ARTEMIY ARTEMIEV: ELECTRÓNICA DESDE MOSCÚ

Por: Roberto Vales Fernández

El nombre de Artemiev está vinculado sin ningún genero de duda a la música, mejor dicho, a ese arte que es el de la creación a partir de la utilización de los instrumentos musicales, principalmente electrónicos, algo que por desgracia hoy en día parece haber caído en desuso.

Artemiy nació en 1966 en Moscú y es hijo del famoso compositor ruso Edward Artemiev, que pese a llevar casi toda su vida componiendo, creando y experimentando nuevos conceptos musicales, es un auténtico desconocido en España. Su padre nació en el año 1937 en la ciudad rusa de Novosibirsk y se puede considerar como uno de los pioneros de la música electrónica, ya que en los años '60 del siglo pasado participó en el desarrollo del sintetizador ANS, diseñado por el también ruso Yevgeniy Murzin. Su gran afición por la música le ha llevado a participar en diversos estilos musicales, desde la electrónica clásica, pasando por el rock progresivo y la música clásica y componer magníficas bandas sonoras que es lo que le ha reportado mayor éxito comercial e internacional. En esta faceta de la composición de scores para películas, hay que destacar sin lugar a dudas, sus colaboraciones con el gran clásico de la cinematografía soviética, que es el gran Andrei Tarkovsky. De esta magnífica colaboración podemos destacar películas como "Sibirada", "The Mirror", "Stalker" y sin lugar a dudas, esa obra maestra del ciencia ficción que es la adaptación al cine de la novela del escritor polaco Stanislaw Lem titulada Solaris.

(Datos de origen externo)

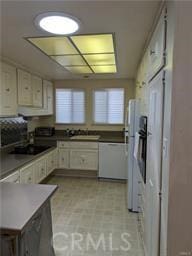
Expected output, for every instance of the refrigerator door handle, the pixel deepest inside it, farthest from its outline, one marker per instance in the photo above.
(126, 143)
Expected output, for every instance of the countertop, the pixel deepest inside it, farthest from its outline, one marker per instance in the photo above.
(20, 202)
(12, 162)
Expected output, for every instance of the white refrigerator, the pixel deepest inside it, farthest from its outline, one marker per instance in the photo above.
(131, 127)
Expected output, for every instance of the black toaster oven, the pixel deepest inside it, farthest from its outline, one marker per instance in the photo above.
(44, 131)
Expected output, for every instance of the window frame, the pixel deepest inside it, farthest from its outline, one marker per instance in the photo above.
(85, 103)
(93, 106)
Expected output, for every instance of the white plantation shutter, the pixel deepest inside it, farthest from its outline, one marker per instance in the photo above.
(109, 106)
(70, 106)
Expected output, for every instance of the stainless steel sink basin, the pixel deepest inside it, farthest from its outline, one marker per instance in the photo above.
(85, 137)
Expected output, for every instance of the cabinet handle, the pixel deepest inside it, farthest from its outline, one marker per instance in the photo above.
(152, 52)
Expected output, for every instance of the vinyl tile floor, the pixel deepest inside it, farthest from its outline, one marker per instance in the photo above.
(90, 218)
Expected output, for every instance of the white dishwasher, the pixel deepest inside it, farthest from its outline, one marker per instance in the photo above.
(112, 161)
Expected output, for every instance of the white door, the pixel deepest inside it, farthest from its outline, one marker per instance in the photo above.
(154, 155)
(157, 47)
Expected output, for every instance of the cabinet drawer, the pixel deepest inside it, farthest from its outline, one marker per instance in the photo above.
(84, 159)
(13, 178)
(40, 170)
(63, 144)
(86, 145)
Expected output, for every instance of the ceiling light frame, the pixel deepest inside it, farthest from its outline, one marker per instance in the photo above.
(79, 52)
(50, 14)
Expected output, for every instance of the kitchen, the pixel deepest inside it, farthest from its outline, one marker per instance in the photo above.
(94, 128)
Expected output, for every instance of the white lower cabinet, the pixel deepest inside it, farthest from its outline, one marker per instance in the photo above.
(84, 159)
(64, 158)
(78, 155)
(27, 174)
(13, 178)
(40, 170)
(51, 161)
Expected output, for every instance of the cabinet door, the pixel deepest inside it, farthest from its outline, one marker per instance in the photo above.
(48, 102)
(50, 162)
(13, 178)
(157, 48)
(37, 91)
(64, 158)
(24, 88)
(40, 170)
(84, 159)
(27, 175)
(8, 91)
(55, 159)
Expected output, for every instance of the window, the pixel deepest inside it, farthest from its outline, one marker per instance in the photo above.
(109, 106)
(70, 106)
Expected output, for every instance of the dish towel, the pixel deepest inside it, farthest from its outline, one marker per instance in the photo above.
(137, 146)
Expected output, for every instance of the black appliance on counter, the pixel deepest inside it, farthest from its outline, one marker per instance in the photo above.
(44, 131)
(143, 146)
(29, 149)
(13, 130)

Con una herencia genética como la de su padre, no es de extrañar que Artemiy se halla convertido en la referencia actual de la música electrónica en la actual Rusia. En el año 1996 creo en Moscú el programa radiofónico Electroshock y en ese mismo año, fundó su propio sello discográfico llamado Electroshock Récords. Este sello nació con la intención de dar cabida a su ingenio musical, pero también para reeditar algunas de las obras de su padre y dar cabida a otros músicos, principalmente de origen soviético, que no han tenido oportunidad de publicar sus trabajos en otros sellos musicales.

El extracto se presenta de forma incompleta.